During the Philippine–American War, Sanno commanded the 4th Infantry in the Philippines. From June to July 1899, he commanded 2nd Brigade, 1st Division, Eighth Army Corps at Las Piñas. During his Philippines service, Sanno took part in engagements against Filipino insurgents at La Loma Church on March 24, 1899, near Taytay on June 3 and 4, 1899, and near Dasmariñas on June 19 and 20. Sanno was on sick leave in Japan from July to November 1899, and in Manila from November 1899 to January 1900. He was promoted to colonel in the 18th Infantry in December 1899.

After being assigned to command the 18th Infantry, Sanno served from January to August 1900 as a member of the army board in Manila that audited wartime claims against the United States. After returning to the United States and going on sick leave in late 1900, he was on duty at Plattsburg Barracks, New York, from February to August 1901 as commander of the 27th Infantry. He commanded the regiment until July 1903, including service at Fort D. A. Russell, Wyoming and at Camp Bumpus, Philippines. In November and December 1901 and March to April 1902, Sanno was commander of the Department of Colorado. Sanno requested retirement in July 1903. He was promoted to brigadier general on July 30, 1903, in recognition of his 40 years of service, and he retired on July 31.

==Commendations==
In 1877, Sanno was commended by 7th Infantry commander John Gibbon in Gibbon's report of the Nez Perce War, and Gibbon also recommended Sanno for the Medal of Honor. In 1890, he received a promotion to major by brevet in recognition of his heroism at the Battle of Big Hole.
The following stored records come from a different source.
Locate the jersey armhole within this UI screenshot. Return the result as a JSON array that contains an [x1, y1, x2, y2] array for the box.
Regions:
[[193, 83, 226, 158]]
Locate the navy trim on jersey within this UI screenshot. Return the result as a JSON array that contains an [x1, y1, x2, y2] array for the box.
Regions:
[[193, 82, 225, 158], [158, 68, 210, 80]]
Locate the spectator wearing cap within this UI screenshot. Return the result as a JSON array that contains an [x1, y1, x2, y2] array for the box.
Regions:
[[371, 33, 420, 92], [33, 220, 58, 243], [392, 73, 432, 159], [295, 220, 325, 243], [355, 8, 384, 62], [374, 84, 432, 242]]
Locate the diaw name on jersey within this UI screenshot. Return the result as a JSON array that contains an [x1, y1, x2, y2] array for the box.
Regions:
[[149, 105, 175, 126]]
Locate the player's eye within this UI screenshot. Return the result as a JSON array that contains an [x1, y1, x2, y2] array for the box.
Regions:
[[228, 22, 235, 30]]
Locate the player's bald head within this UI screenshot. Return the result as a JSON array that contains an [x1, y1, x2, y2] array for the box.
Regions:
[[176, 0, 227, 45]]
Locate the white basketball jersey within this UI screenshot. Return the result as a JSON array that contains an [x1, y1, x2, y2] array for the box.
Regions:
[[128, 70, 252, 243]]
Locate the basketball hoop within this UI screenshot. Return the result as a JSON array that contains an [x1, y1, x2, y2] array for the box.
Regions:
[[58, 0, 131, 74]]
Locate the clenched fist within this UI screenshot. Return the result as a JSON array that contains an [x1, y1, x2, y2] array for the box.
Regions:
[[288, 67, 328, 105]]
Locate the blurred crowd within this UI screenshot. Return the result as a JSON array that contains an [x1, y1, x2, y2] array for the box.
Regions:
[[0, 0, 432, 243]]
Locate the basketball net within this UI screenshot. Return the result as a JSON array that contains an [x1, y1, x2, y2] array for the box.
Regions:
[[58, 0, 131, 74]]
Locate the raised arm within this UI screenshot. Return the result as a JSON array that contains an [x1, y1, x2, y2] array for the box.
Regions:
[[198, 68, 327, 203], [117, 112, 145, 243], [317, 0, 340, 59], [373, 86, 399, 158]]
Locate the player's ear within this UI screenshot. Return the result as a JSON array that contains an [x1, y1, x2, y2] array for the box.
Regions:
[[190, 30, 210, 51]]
In 1896, he was commended by Governor Benjamin F. Potts of Montana Territory and Department of the Platte commander John R. Brooke for his efforts during the deportation of Cree. In 1899, he was recommended for brevet promotion to colonel by Henry Ware Lawton, the commander of the 1st Division in the Philippines. Loyd Wheaton, commander of an expedition in Cavite during the war in the Philippines, commended Sanno in his official report of the expedition.

==Retirement and death==
Sanno was an active member of the Freemasons and attained the 33rd degree of the Scottish Rite. He was a member of General Society of the War of 1812, Society of the Army of the Potomac, Military Order of the Loyal Legion of the United States, Military Order of Foreign Wars, and United Spanish War Veterans.
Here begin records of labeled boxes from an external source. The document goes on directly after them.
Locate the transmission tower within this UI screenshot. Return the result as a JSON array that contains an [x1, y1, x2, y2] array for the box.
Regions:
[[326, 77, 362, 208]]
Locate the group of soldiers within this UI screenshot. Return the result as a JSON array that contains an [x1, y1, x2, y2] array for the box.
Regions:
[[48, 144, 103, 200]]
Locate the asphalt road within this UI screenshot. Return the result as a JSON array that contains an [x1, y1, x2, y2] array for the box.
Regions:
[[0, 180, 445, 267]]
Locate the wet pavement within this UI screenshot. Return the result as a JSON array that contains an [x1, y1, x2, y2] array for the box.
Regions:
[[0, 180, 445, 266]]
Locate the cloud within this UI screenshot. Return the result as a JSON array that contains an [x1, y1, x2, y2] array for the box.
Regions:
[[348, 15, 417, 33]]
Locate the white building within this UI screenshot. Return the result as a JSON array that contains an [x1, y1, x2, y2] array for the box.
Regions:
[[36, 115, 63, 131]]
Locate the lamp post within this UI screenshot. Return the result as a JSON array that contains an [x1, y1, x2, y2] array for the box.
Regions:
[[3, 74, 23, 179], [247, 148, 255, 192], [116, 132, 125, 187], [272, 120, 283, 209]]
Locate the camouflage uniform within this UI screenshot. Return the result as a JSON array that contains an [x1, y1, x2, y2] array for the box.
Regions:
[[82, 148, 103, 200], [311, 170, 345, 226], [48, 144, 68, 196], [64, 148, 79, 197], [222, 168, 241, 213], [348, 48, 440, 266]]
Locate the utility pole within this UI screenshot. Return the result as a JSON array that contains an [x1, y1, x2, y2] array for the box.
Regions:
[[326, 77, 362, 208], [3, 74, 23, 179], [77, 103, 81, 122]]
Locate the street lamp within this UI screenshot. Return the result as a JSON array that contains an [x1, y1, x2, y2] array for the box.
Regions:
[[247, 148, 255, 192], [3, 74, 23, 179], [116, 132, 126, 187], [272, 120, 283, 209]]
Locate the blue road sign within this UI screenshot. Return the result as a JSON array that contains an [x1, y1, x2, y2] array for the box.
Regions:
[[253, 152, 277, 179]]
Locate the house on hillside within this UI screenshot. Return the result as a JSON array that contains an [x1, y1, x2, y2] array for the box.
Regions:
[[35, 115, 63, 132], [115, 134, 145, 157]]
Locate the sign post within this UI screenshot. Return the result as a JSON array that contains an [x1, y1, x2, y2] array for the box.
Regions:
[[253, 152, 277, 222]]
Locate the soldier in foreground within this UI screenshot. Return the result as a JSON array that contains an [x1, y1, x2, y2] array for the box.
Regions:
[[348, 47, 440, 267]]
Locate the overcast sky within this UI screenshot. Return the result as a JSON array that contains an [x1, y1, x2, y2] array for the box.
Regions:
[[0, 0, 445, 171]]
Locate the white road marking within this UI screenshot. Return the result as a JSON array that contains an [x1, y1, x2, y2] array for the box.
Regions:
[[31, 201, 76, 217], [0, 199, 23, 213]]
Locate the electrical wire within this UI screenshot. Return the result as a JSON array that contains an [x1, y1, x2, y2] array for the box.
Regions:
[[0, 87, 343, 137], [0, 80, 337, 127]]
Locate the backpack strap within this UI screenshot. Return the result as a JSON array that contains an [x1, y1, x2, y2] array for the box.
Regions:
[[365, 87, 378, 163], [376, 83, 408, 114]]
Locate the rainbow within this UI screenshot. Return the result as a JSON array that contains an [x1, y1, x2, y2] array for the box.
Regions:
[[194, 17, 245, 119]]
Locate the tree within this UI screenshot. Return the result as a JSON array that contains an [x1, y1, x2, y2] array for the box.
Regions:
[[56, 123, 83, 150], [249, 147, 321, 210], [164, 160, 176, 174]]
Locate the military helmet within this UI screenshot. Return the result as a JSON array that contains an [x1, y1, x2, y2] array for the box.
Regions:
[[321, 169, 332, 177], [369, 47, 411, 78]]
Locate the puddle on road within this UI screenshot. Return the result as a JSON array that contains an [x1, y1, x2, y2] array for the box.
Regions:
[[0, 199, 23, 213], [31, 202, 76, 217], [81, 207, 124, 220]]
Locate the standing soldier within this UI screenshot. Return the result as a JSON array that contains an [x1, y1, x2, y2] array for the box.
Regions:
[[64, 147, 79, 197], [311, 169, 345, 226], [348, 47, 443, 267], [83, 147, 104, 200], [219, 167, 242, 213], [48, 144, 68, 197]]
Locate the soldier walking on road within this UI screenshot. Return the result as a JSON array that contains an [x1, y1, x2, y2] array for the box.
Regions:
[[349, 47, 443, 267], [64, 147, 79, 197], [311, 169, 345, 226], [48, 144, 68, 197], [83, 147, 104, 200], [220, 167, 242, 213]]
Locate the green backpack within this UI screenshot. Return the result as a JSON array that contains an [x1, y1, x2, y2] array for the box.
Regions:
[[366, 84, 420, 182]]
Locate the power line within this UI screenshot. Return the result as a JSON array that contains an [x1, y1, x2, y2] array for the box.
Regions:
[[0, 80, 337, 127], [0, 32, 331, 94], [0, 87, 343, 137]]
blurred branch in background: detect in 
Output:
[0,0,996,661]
In retirement, Sanno resided with his daughter Katherine and her husband at Fort Leavenworth, Kansas. He died of stomach cancer on May 4, 1907, while visiting his daughter Mary and her husband at Fort Oglethorpe, Georgia. Sanno was buried at Arlington National Cemetery.

==Family==
In June 1868, Sanno married Mary T. Sprague. She was the daughter of Brevet Brigadier General John T. Sprague, who was Sanno's superior officer as commander of the 7th Infantry Regiment. Her grandfather was Brevet Major General William J. Worth. Her sister Sarah was the wife of Brigadier General Henry W. Hubbell. Her sister Josie was the wife of Brigadier General Alexander Lucian Dade. The Sannos were the parents of four children: Genevieve, Mary, Katherine, and William Worth.

Genevieve Sanno was the wife of Montgomery Waddell. Waddell was a consulting engineer who was a member of the Edison Pioneers and the inventor of a synthetic silk that preceded the development of Rayon.

Mary Sanno was the wife of Brigadier General James Joseph Hornbrook. Katherine Sanno was the wife of Colonel Harris Pendleton. William Sanno was a rancher in Montana and served in the 2nd Cavalry Regiment during the Spanish–American War.